MaxQuant msms.txt files contain various metrics from peptide-spectrum matching that can be used to generate rescoring features. These include features related to the mass errors of the seven fragment ions with the highest intensities, and features related to the ion current of the identified fragment ions.
- class ms2rescore.feature_generators.maxquant.MaxQuantFeatureGenerator(*args, **kwargs)
Bases:
FeatureGeneratorBase
Generate MaxQuant-derived features.
- Raises:
MissingMetadataError – If the required metadata entries are not present in the PSMs.
- exception ms2rescore.feature_generators.maxquant.MissingMetadataError
Bases:
MS2RescoreError
Exception raised when a required metadata entry is missing.
ms2rescore.feature_generators.ms2pip
MS²PIP fragmentation intensity-based feature generator.
MS²PIP is a machine learning tool that predicts the MS2 spectrum of a peptide given its sequence. It is previously identified MS2 spectra and their corresponding peptide sequences. Because MS²PIP uses the highly performant - but traditional - machine learning approach XGBoost, it can already produce accurate predictions even if trained on smaller spectral libraries. This makes MS²PIP a very flexible platform to train new models on custom datasets. Nevertheless, MS²PIP comes with several pre-trained models. See github.com/compomics/ms2pip for more information.
Because traditional proteomics search engines do not fully consider MS2 peak intensities in their scoring functions, adding rescoring features derived from spectrum prediction tools has proved to be a very effective way to further improve the sensitivity of peptide-spectrum matching.

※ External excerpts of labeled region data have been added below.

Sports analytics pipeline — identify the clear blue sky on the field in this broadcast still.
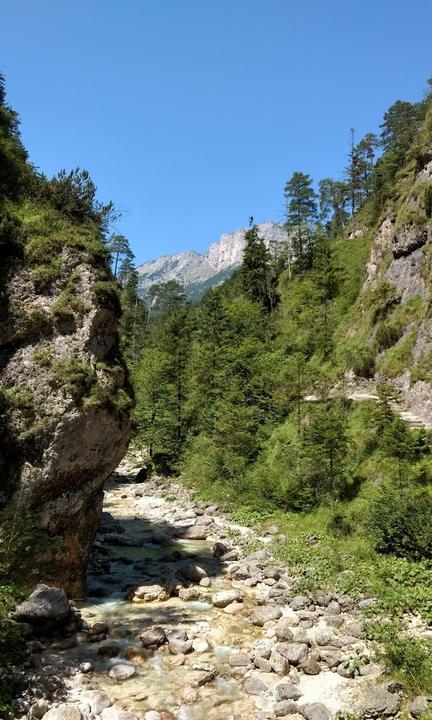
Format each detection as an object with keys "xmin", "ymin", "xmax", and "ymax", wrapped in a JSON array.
[{"xmin": 0, "ymin": 0, "xmax": 432, "ymax": 262}]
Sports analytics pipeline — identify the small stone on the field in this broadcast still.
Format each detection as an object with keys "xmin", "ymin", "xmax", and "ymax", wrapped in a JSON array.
[
  {"xmin": 265, "ymin": 525, "xmax": 279, "ymax": 535},
  {"xmin": 228, "ymin": 652, "xmax": 250, "ymax": 667},
  {"xmin": 363, "ymin": 684, "xmax": 400, "ymax": 717},
  {"xmin": 408, "ymin": 695, "xmax": 428, "ymax": 718},
  {"xmin": 299, "ymin": 703, "xmax": 331, "ymax": 720},
  {"xmin": 180, "ymin": 563, "xmax": 207, "ymax": 582},
  {"xmin": 97, "ymin": 640, "xmax": 122, "ymax": 657},
  {"xmin": 29, "ymin": 699, "xmax": 49, "ymax": 720},
  {"xmin": 166, "ymin": 628, "xmax": 188, "ymax": 642},
  {"xmin": 192, "ymin": 638, "xmax": 210, "ymax": 653},
  {"xmin": 168, "ymin": 640, "xmax": 192, "ymax": 655},
  {"xmin": 325, "ymin": 615, "xmax": 343, "ymax": 627},
  {"xmin": 181, "ymin": 525, "xmax": 210, "ymax": 540},
  {"xmin": 43, "ymin": 703, "xmax": 82, "ymax": 720},
  {"xmin": 252, "ymin": 640, "xmax": 272, "ymax": 660},
  {"xmin": 324, "ymin": 600, "xmax": 341, "ymax": 615},
  {"xmin": 274, "ymin": 683, "xmax": 301, "ymax": 702},
  {"xmin": 278, "ymin": 643, "xmax": 308, "ymax": 665},
  {"xmin": 194, "ymin": 668, "xmax": 217, "ymax": 687},
  {"xmin": 357, "ymin": 598, "xmax": 376, "ymax": 610},
  {"xmin": 319, "ymin": 648, "xmax": 344, "ymax": 668},
  {"xmin": 243, "ymin": 676, "xmax": 268, "ymax": 695},
  {"xmin": 108, "ymin": 663, "xmax": 136, "ymax": 682},
  {"xmin": 179, "ymin": 587, "xmax": 200, "ymax": 602},
  {"xmin": 273, "ymin": 700, "xmax": 299, "ymax": 718},
  {"xmin": 251, "ymin": 605, "xmax": 282, "ymax": 627},
  {"xmin": 269, "ymin": 650, "xmax": 290, "ymax": 675},
  {"xmin": 300, "ymin": 658, "xmax": 321, "ymax": 675},
  {"xmin": 81, "ymin": 690, "xmax": 112, "ymax": 715},
  {"xmin": 91, "ymin": 622, "xmax": 109, "ymax": 635},
  {"xmin": 132, "ymin": 584, "xmax": 171, "ymax": 602},
  {"xmin": 150, "ymin": 532, "xmax": 169, "ymax": 545},
  {"xmin": 139, "ymin": 627, "xmax": 167, "ymax": 647},
  {"xmin": 275, "ymin": 620, "xmax": 294, "ymax": 642},
  {"xmin": 315, "ymin": 628, "xmax": 333, "ymax": 645},
  {"xmin": 254, "ymin": 657, "xmax": 273, "ymax": 672},
  {"xmin": 181, "ymin": 687, "xmax": 198, "ymax": 705},
  {"xmin": 223, "ymin": 602, "xmax": 244, "ymax": 615},
  {"xmin": 213, "ymin": 542, "xmax": 229, "ymax": 557},
  {"xmin": 212, "ymin": 590, "xmax": 243, "ymax": 608},
  {"xmin": 100, "ymin": 705, "xmax": 139, "ymax": 720},
  {"xmin": 290, "ymin": 595, "xmax": 310, "ymax": 610}
]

If you use MS²PIP through MS²Rescore, please cite:
Declercq, A., Bouwmeester, R., Chiva, C., Sabidó, E., Hirschler, A., Carapito, C., Martens, L., Degroeve, S., Gabriels, R. Updated MS²PIP web server supports cutting-edge proteomics applications. Nucleic Acids Research (2023) doi:10.1093/nar/gkad335
- class ms2rescore.feature_generators.ms2pip.MS2PIPFeatureGenerator(*args, model='HCD', ms2_tolerance=0.02, spectrum_path=None, spectrum_id_pattern='(.*)', model_dir=None, processes, **kwargs)
Bases:
FeatureGeneratorBase
Generate MS²PIP-based features.
- Parameters:
model (str) – MS²PIP prediction model to use. Defaults to
HCD
.ms2_tolerance (float) – MS2 mass tolerance in Da. Defaults to
0.02
.spectrum_path (str | None) – Path to spectrum file or directory with spectrum files. If None, inferred from
run
field in PSMs. Defaults toNone
.spectrum_id_pattern (str, optional) – Regular expression pattern to extract spectrum ID from spectrum file. Defaults to
*
.model_dir (str | None) – Directory containing MS²PIP models. Defaults to
None
(use MS²PIP default).processes (int, optional) – Number of processes to use. Defaults to 1.